Plymouth Gold (formerly Classic Gold 1152) was a radio station broadcasting to the city of Plymouth in Devon and surrounding areas. It is owned by GCap Media and was part of the national Classic Gold Digital Network. It broadcasts on 1152 kHz AM, DAB digital radio, as well as online  and on Sky Digital Channel 0189 (the latter two were the national versions of Classic Gold, lacking the local elements). Based at Earl's Acre, Plymouth, its sister station is Heart Plymouth, formerly known as Plymouth Sound until 2009.

History

Plymouth Gold was launched on 19 May 1975, as Plymouth Sound, broadcasting on 97.0 FM and 261 metres medium wave (1152 AM). It was one of the earliest ILR's to launch in the UK and was the first commercial radio station for the West Country.

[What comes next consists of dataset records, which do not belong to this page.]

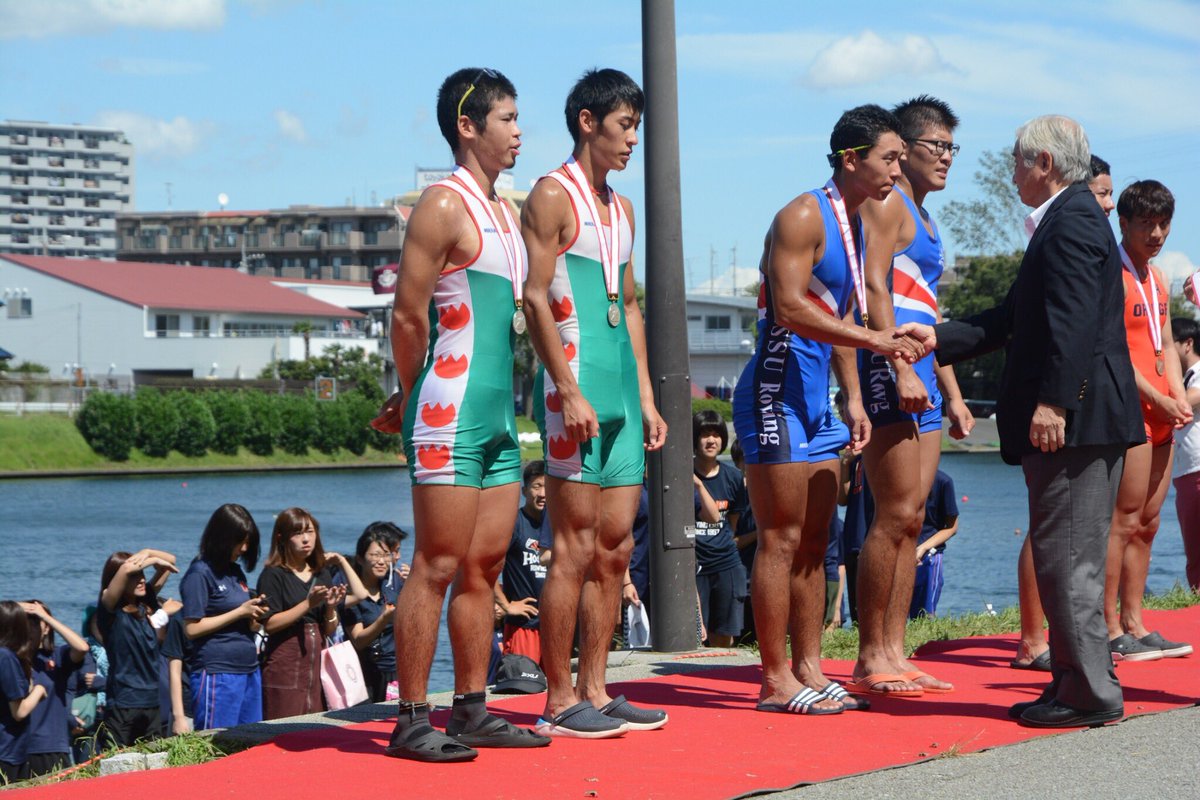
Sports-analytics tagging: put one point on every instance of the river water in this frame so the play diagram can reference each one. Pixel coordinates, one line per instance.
(58, 533)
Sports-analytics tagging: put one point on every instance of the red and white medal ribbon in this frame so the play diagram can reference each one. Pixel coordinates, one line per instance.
(610, 248)
(1156, 323)
(508, 241)
(855, 260)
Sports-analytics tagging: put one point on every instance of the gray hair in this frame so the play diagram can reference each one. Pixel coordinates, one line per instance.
(1063, 138)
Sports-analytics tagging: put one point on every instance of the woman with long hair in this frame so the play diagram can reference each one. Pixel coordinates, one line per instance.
(301, 611)
(369, 623)
(18, 693)
(130, 619)
(49, 738)
(220, 619)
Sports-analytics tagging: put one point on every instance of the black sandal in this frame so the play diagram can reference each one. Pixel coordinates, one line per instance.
(424, 743)
(495, 732)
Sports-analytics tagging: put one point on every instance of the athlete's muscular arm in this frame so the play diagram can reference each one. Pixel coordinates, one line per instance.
(431, 241)
(845, 368)
(546, 224)
(885, 230)
(653, 426)
(797, 234)
(961, 419)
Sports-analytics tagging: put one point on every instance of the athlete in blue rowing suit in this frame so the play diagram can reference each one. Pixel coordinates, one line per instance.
(904, 264)
(781, 408)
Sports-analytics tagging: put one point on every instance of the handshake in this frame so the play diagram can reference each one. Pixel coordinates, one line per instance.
(911, 342)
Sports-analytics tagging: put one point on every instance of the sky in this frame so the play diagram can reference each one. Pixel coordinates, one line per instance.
(285, 102)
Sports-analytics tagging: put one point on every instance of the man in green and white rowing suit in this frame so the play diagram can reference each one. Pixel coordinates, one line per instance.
(593, 401)
(457, 308)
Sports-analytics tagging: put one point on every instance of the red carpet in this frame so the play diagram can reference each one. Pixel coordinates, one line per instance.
(715, 745)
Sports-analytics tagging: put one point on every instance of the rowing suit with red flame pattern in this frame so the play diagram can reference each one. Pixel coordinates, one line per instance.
(459, 422)
(600, 356)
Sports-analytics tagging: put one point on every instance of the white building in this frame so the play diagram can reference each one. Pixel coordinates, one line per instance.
(61, 187)
(124, 318)
(720, 340)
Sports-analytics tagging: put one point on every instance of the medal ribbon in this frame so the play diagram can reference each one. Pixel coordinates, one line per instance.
(855, 260)
(610, 250)
(1156, 326)
(508, 239)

Towards the end of the 1980s/ early 1990s, as with most other ILRs Plymouth Sound split into two stations; the FM frequency remained as Plymouth Sound and the AM service became Plymouth Sound AM. After being owned (either fully or partly) by the GWR Group, the Capital Group and The Local Radio Company, throughout the 1990s, the station was fully bought by the GWR Group around 2000. On 7 February 2000 Plymouth Sound AM was re-branded Classic Gold 1152 (Plymouth). Due to ownership rules the GWR Group had to sell off all of their Classic Gold stations. They were sold to the UBC Media Group, although the GWR Group did keep a 20% stake in the brand. The 20% stake was increased to 100% in 2007 and GCap assumed full control of both Capital Gold and the Classic Gold Digital Network, merging the two networks, and renaming it simply Gold on 3 August.

Present day

Plymouth Gold until recently, had around 20 hours a day of networked programming. Only the weekday drivetime show was local and was presented by Peter Greig. Network shows still have local adverts, information and news aired at selected intervals. The station plays the best songs from the 1960s to today (although songs from the 1960s, 1970s and 1980s do predominate). According to the RAJAR results for the period ending December 2006, the station had a total of 6,000 listeners and a 1.1% market share.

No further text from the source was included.